Au Poste ! de Quentin Dupieux est-il l’ovni cinéma des prochaines semaines ? J’ai envie de dire un énorme oui. Mais il serait un peu dommage de ne le réduire qu’à cela pour la simple et bonne raison que c’est surtout un excellent film ! Si vous êtes client de l’univers assez particulier de Quentin Dupieux et de sa manière irréel de manier l’absurde, l’humour et la poésie vous allez prendre votre pied. Au Poste ! comme son nom l’indique décrit la vie pour le moins particulière d’un commissariat sur le cour d’une nuit qui aurait dû se passer sans le moindre souci. Mais quand on sait que l’action du film tourne autour de la confrontation entre Benoît Poelvoorde et Grégoire Ludig, il est évident que d’emblée on marche en direction d’un film en mode nectar de Yolo. Un meurtre, un quidam prévient la police en trouvant le corps. Cela aurait dû s’arrêter là pour lui, mais malheureusement voici qu’il tombe sur le flic le plus étrange du monde Benoît Poelvoorde. Un individu que l’on ne pouvait pas imaginer sortant d’ailleurs que l’esprit de Quentin Dupieux. Verbeux et s’appuyant sur les petits rien du quotidien, le film se construit sur des détails. Le genre de ceux qui dans les mains d’un autre réalisateur et la bouche d’un autre duo d’acteurs auraient pu tomber complètement à plat. Théâtre de boulevard dans sa construction, comédie haut de gamme dans sa forme, Au Poste ! ne cesse de surprendre. Balayant chacune des attentes du public, Quentin Dupieux livre ici une œuvre toujours aussi singulière. Une constante chez lui d’ailleurs.

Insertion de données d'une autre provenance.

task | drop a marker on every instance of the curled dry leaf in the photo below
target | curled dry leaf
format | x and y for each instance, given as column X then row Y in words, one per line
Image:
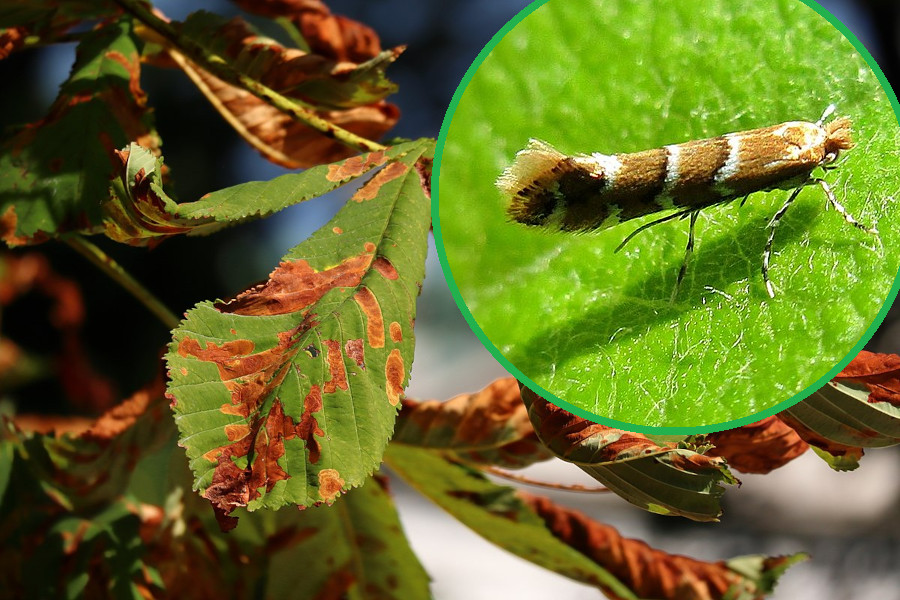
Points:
column 283, row 140
column 652, row 573
column 348, row 94
column 880, row 373
column 55, row 173
column 759, row 447
column 671, row 479
column 330, row 35
column 488, row 427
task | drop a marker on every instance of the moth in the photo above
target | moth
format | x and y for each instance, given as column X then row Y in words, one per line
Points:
column 592, row 192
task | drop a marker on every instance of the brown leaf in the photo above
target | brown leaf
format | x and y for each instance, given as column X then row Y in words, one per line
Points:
column 330, row 35
column 759, row 447
column 648, row 572
column 880, row 373
column 488, row 427
column 813, row 438
column 285, row 141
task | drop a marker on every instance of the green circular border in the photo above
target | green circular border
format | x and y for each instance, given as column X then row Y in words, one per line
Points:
column 495, row 352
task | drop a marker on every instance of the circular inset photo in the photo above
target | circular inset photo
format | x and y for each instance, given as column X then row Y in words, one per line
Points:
column 671, row 217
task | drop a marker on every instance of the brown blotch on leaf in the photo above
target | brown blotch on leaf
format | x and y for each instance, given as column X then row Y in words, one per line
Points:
column 330, row 484
column 9, row 221
column 386, row 268
column 354, row 350
column 880, row 373
column 374, row 321
column 395, row 372
column 335, row 361
column 308, row 428
column 373, row 186
column 355, row 166
column 237, row 431
column 295, row 286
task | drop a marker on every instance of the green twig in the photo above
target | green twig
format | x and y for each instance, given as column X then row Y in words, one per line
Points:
column 116, row 272
column 219, row 67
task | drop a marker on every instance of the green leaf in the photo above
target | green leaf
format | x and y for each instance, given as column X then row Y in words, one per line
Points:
column 54, row 174
column 668, row 479
column 497, row 514
column 359, row 547
column 139, row 211
column 288, row 393
column 595, row 327
column 65, row 510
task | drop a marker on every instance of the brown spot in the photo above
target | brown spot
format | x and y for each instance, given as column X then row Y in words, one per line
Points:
column 354, row 350
column 373, row 186
column 335, row 360
column 374, row 321
column 191, row 347
column 8, row 223
column 384, row 266
column 308, row 428
column 355, row 166
column 395, row 372
column 237, row 431
column 250, row 378
column 330, row 484
column 295, row 286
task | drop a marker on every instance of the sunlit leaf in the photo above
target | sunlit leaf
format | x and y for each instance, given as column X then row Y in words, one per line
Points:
column 288, row 393
column 359, row 548
column 140, row 212
column 54, row 174
column 668, row 478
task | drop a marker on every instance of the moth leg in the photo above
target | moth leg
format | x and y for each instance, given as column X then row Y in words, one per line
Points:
column 687, row 255
column 841, row 210
column 680, row 214
column 767, row 253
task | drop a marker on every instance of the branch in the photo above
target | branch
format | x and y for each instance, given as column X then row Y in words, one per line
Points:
column 115, row 271
column 569, row 487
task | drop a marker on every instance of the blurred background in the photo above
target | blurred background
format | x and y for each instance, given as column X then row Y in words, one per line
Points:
column 847, row 521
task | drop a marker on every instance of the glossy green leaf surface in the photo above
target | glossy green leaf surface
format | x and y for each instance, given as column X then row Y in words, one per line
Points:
column 288, row 393
column 595, row 328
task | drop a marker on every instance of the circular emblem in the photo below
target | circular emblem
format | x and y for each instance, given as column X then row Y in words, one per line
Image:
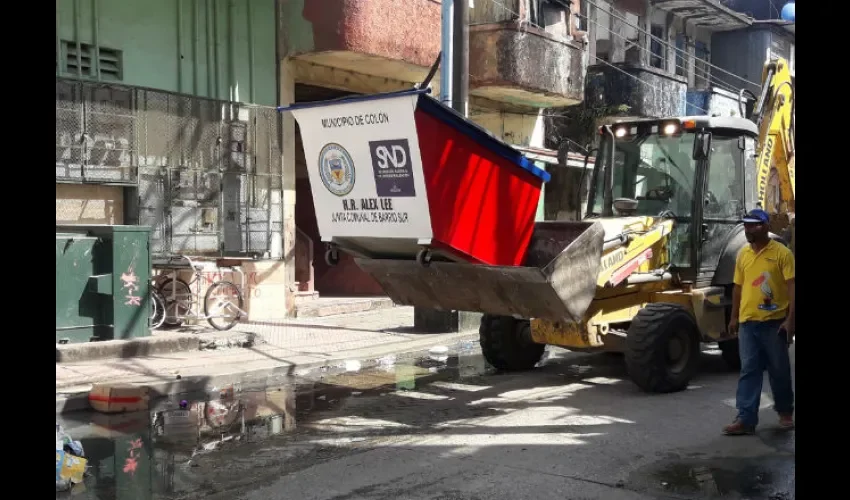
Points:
column 336, row 169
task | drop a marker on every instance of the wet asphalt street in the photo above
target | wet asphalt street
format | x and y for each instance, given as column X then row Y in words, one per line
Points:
column 448, row 428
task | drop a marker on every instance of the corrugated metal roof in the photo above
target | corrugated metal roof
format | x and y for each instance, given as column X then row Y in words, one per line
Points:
column 708, row 14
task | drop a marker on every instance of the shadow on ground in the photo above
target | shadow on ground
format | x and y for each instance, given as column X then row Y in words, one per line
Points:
column 447, row 426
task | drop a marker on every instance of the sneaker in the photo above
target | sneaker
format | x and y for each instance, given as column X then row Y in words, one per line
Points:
column 786, row 422
column 738, row 428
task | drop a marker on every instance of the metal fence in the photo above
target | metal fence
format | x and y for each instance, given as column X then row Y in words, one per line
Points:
column 207, row 172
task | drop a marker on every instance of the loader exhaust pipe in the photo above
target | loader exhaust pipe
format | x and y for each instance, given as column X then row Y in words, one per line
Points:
column 608, row 172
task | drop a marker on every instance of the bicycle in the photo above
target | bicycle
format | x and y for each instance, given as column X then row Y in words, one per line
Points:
column 180, row 303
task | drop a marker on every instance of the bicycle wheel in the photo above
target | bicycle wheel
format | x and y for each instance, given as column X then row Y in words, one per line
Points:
column 157, row 310
column 223, row 305
column 178, row 300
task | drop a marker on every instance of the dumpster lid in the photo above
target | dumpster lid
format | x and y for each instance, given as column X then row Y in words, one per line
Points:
column 447, row 115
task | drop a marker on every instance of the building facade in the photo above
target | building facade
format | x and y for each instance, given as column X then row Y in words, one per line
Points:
column 165, row 117
column 524, row 56
column 165, row 114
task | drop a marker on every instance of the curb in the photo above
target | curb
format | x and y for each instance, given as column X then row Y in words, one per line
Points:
column 146, row 346
column 76, row 399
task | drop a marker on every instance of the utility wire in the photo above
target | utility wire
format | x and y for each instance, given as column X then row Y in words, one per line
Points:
column 707, row 75
column 664, row 42
column 603, row 61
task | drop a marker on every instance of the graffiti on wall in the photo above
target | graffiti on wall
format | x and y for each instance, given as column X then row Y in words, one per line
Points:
column 130, row 283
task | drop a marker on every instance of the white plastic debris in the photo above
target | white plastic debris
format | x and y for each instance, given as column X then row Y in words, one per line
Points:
column 352, row 365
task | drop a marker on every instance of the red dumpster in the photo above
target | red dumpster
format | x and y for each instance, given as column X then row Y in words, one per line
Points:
column 399, row 175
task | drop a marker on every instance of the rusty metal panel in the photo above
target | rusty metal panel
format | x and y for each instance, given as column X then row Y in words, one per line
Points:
column 558, row 282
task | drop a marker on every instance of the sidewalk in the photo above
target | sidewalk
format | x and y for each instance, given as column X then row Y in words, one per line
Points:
column 279, row 349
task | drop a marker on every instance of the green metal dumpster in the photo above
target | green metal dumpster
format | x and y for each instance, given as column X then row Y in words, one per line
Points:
column 102, row 282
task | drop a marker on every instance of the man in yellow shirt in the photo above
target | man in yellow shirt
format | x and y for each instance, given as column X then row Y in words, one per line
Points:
column 763, row 308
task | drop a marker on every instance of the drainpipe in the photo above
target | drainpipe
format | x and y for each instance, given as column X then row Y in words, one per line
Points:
column 59, row 66
column 231, row 51
column 95, row 14
column 208, row 46
column 608, row 172
column 446, row 41
column 196, row 19
column 77, row 15
column 217, row 94
column 179, row 46
column 460, row 57
column 251, row 52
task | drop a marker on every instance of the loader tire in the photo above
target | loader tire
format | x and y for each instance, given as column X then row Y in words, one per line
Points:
column 662, row 348
column 730, row 353
column 506, row 343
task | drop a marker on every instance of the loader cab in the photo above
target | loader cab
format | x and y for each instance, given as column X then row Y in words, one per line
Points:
column 697, row 171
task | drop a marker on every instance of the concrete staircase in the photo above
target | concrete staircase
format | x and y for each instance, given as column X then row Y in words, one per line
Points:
column 310, row 305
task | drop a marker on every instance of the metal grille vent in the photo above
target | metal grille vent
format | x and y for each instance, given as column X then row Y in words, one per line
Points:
column 74, row 63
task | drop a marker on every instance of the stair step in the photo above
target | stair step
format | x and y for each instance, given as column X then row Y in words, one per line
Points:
column 333, row 307
column 305, row 297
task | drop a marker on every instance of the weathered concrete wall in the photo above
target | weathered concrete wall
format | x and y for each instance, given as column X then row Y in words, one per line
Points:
column 715, row 102
column 403, row 31
column 525, row 67
column 222, row 50
column 89, row 204
column 647, row 92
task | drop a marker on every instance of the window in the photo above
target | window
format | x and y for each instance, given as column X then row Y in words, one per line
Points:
column 658, row 172
column 632, row 35
column 725, row 183
column 108, row 62
column 601, row 27
column 551, row 15
column 656, row 49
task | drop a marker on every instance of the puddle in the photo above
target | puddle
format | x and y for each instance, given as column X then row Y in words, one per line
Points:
column 757, row 478
column 155, row 454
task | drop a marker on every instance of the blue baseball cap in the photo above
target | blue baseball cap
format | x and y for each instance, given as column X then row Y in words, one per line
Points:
column 756, row 216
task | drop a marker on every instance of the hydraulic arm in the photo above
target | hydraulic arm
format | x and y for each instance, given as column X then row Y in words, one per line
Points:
column 774, row 115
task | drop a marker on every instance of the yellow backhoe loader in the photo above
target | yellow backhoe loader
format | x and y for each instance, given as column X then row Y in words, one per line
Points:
column 648, row 271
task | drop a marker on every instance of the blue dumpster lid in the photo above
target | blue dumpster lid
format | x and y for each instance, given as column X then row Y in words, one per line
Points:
column 448, row 116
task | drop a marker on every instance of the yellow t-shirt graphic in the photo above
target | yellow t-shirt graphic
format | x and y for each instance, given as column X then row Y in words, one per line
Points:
column 762, row 277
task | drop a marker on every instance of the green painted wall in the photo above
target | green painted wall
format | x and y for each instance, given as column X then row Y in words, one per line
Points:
column 210, row 48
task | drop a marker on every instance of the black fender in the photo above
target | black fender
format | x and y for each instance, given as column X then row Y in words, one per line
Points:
column 725, row 272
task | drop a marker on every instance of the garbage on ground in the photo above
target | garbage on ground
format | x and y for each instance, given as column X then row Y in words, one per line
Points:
column 352, row 366
column 117, row 398
column 439, row 353
column 70, row 462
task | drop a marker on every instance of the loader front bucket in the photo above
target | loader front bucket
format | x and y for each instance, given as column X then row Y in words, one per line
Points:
column 557, row 282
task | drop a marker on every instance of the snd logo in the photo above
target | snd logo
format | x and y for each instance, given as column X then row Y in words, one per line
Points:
column 336, row 169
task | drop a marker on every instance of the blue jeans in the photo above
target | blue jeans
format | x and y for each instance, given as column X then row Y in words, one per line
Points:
column 761, row 348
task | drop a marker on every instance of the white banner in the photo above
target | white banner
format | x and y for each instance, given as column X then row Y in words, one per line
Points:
column 365, row 168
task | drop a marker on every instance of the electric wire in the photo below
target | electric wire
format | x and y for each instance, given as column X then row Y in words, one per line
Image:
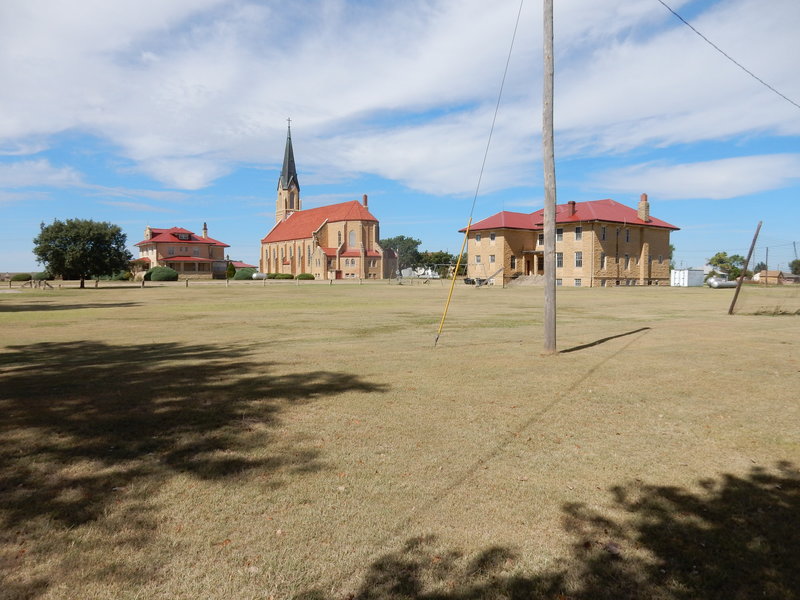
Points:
column 480, row 175
column 728, row 56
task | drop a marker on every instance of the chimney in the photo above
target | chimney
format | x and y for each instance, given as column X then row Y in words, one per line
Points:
column 644, row 209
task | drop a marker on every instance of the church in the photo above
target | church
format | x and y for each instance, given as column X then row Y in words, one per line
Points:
column 337, row 241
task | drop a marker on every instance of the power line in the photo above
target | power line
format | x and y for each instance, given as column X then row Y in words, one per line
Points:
column 728, row 56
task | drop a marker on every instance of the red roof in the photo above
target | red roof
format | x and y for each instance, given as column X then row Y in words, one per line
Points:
column 594, row 210
column 161, row 236
column 302, row 223
column 187, row 259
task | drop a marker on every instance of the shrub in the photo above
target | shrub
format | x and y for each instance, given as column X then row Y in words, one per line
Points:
column 161, row 274
column 244, row 273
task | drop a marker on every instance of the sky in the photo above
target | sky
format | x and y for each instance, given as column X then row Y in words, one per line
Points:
column 174, row 113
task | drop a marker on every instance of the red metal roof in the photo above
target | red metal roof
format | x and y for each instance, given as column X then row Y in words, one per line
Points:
column 302, row 223
column 505, row 220
column 594, row 210
column 161, row 236
column 187, row 259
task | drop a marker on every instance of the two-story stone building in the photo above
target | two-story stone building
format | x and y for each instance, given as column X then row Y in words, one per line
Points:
column 598, row 243
column 337, row 241
column 180, row 249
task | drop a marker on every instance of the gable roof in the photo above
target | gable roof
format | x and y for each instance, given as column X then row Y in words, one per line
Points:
column 237, row 264
column 302, row 223
column 170, row 236
column 594, row 210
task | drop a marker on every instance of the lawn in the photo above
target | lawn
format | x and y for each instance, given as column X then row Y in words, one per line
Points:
column 308, row 441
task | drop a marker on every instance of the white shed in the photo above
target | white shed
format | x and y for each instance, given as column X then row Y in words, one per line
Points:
column 686, row 277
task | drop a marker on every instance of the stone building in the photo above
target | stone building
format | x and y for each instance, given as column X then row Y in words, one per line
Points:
column 598, row 243
column 180, row 249
column 337, row 241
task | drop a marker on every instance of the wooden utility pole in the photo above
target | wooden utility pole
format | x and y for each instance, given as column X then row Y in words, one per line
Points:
column 549, row 162
column 744, row 270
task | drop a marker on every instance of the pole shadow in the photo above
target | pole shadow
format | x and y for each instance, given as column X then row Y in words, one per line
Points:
column 603, row 340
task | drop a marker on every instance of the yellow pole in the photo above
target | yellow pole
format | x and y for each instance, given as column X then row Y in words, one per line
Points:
column 453, row 283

Au Poste!, c’est un face-à-face absurde entre un poiret et un serraut d’aujourd’hui. Benoît Poelvoorde et Grégoire Ludig existent sans mal en dehors de la comparaison, mais elle me sautait un peu à l’esprit avec le lieu où se déroule l’histoire. Le film s’amuse d’un cinéma d’antan dont il pique les codes et les tics sans jamais tomber dans une sorte de singerie vide de sens. C’est l’avantage de Dupieux, il se nourrit du passé pour recréer du nouveau là où beaucoup semblant briser le 4e mur font des clins d’œil gênants aux spectateurs en permanence. Au poste! avance a son propre rythme, dans son propre univers et c’est aux spectateurs justement de faire l’effort de prendre le train en marche. Aujourd’hui beaucoup trop de productions sortant en salles sont du formaté. On dilue la prise de risque pour présenter du sous-vide. Cela se mange, mais cela n’a pas de goût au-delà de celui du faux. Ici Quentin Dupieux arrive avec son bâton de dynamite et sa pelle et fait voler en éclat la barrière culturelle que le temps a installée entre nous et nos souvenirs. Il sait que la chose est encore enfouie en nous et qu’il n’y a besoin que d’un petit coup de pied au cul pour la faire ressortir. Et quand on accepte de baisser la garde et se laisser emporter dans une certaine forme de délire absurde on replonge dans un univers de divertissement à l’ancienne. Un mix déviant entre tous ces films que l’on pouvait voir sur la 3 à l’époque ou sur la 5 et le cinéma d’un auteur à part dans le paysage français. La mayonnaise prend sans mal car Benoît Poelvoorde et Grégoire Ludig ne sont jamais aussi bon que dans l’absurde. Les deux acteurs s’y abandonnent avec une joie assez sincère et le résultat est là.

Au Poste!, c’est du boulevard artisanal sans les portes qui claquent, du caviar de non-sens et de petits rien qui en bout de course donnent naissance à un grand tout. Et si vous avez un doute sur le nom potentiel de cette chose, cela se nomme le plaisir. Celui de rire pleinement sur de l’humour aussi paradoxalement con que fin, sur des acteurs qui épousent l’absurde pour lui redonner ses lettres de noblesse et sur un final magnifiquement Dupieuxsien qui ravira les fans de la première heure. Au Poste! est un ovni, délicieux et inclassable et surtout, c’est encore une fois de la part de Quentin Dupieux une lettre d’amour à ses acteurs et à l’art si délicat de trouver l’équilibre entre la force du mot et celle encore plus écrasante du silence ou de l’absurde. On se laisse emporter et l’on en redemande. Complètement validé !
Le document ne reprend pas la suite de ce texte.